Surah Ar-Rahmaan 55:6 — Meaning, Translation & Reflection
سُورَةُ الرَّحۡمَٰن · Medinan · Verse 6 of 78
وَٱلنَّجْمُ وَٱلشَّجَرُ يَسْجُدَانِ
English: the plants and the trees submit to His designs;
Bengali: এবং তৃণলতা ও বৃক্ষাদি সেজদারত আছে।
Meaning & Reflection
'And the stars and the trees prostrate.' al-Saadi and Ibn Ashur note that every part of creation — the plants that spread low on the earth, the towering trees, the stars above — knows its Lord and bows in submission to Him. The whole cosmos is already in a state of prostration. Ask yourself: I imagine worship as a specifically human, effortful act — something I switch on and off. This verse reveals a universe that is *continuously* worshipping, everything in its place bowing except the two creatures given a choice: me and the jinn. The grass and the galaxies are already prostrate. The only question left open in all creation is whether *I* will freely join what everything else does by nature.

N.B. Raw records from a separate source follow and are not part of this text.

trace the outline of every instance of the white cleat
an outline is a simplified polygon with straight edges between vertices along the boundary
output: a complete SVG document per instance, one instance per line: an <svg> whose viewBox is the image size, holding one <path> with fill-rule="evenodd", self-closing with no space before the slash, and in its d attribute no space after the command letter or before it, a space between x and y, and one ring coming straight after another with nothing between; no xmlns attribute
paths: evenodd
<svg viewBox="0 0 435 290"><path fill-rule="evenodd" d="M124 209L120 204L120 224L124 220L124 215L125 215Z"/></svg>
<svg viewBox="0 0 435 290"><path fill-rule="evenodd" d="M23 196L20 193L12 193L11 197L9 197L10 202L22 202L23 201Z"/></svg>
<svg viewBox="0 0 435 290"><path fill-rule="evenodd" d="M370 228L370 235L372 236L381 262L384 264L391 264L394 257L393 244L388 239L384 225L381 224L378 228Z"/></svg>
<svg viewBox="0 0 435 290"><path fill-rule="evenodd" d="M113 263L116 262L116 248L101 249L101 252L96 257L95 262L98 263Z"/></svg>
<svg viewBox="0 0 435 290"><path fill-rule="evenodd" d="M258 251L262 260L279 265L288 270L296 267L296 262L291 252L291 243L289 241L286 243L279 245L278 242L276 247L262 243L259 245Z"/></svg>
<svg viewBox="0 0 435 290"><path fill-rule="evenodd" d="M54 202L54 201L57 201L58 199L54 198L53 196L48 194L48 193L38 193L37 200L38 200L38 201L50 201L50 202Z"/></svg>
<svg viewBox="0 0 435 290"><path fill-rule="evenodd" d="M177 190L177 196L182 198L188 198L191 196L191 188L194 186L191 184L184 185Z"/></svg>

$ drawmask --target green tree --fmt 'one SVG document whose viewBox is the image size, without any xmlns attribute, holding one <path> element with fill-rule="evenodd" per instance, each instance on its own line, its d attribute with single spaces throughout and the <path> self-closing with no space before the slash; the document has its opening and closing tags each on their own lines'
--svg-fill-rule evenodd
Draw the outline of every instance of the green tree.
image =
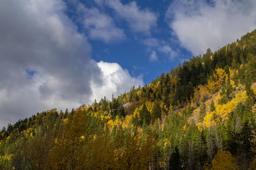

Grounded in classical tafsir: al-Saadi, Ibn Ashur, al-Biqa'i.
Reflect with the Five Lenses
Maani's framework for Tadabbur (heart-centred reflection) on Surah Ar-Rahmaan 55:6:
- Wording. Look closely at the specific words and structure. Which word stands out, and why might Allah have chosen it here?
- Quranic Worlds. Place the verse in its context — what is happening around it, and what world does it open up?
- Personal Experience. Ask not just what this means, but what it means TO me and FOR me, right now in my life.
- Connections. How does this verse connect to other verses, to the Sunnah, or to themes across the Quran?
- General Lessons. What timeless lesson or action point can I carry away and live by?